Of Inarritu’s “Bardo,” which clocks in at three hours and likely will be one of Netflix’s key awards titles this year, Huntsinger said the film defies easy description. “We are let all the way into [Inarritu’s] brain and heart and soul,” she said. “There’s absurdity, there’s depth, there’s profound human emotion and Mexican history. It touches on everything that it is to be a human being alive in the 21st century without ever being chaotic or messy.”
As for “Bones and All,” while much of the attention will inevitably go to Chalamet — here reuniting with “Call Me By Your Name” director Guadanigno — Huntsinger said the film’s real revelation is Russell, who made a splash at Telluride three years ago with the drama “Waves.” “Every time she’s onscreen, you just love her so much — she gives it a great emotional center,” Huntsinger said. “The film is bizarre but it’s stunningly beautiful and very romantic.” She laughed. “And cannibals!”
The Telluride program will give North American audiences their first look at two features that were well received at this year’s Cannes Film Festival: Mia Hanson-Love’s “One Fine Morning” and Hirokazu Kore-Eda’s “Broker.”
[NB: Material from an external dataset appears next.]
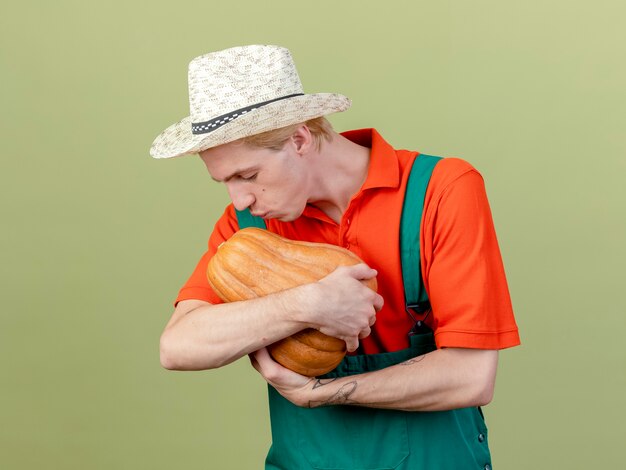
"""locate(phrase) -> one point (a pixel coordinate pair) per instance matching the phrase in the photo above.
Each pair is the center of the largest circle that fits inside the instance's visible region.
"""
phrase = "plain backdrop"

The Telluride lineup includes a bonanza of strong documentaries, including “Sr.,” a portrait of the late filmmaker Robert Downey Sr. and his relationship with his movie-star son; “If These Walls Could Sing,” Mary McCartney’s celebration of Abbey Road Studios, where her father, Paul, famously recorded; “Icarus: The Aftermath,” a follow-up to the Oscar-winning doc about Russia’s doping scandal; and new works by filmmakers Matt Tyrnauer (“The End of the World”), Ondi Timoner (“Last Flight Home”) and Anton Corbijn (“Squaring the Circle”).
While last year’s festival was held in the shadow of the coronavirus pandemic, which entirely shuttered the 2020 edition, this year’s Telluride promises to mark one small step closer to normalcy.
“I weighed up a lot of different things and what I landed on was leading through example,” Huntsinger said of this year’s somewhat eased COVID protocols. “I hope that people will wear their masks in theaters. We’re not requiring it but right now what the entire world is doing is relying on personal accountability and people’s good judgment.”
As for which way the winds of awards season or the box office may blow in the coming months, Huntsinger is letting others worry about all that.
“It’s funny, I’ve been doing this for the past 16 years and there are years where you guys [in the press] just haven’t seen the movies yet so you don’t know they’re the ones that are going to be talked about,” Huntsinger said. “I really try to operate in my own little vacuum. As long as we keep showing what we think is the absolute best — and we talk about it and we celebrate it — we’re good.”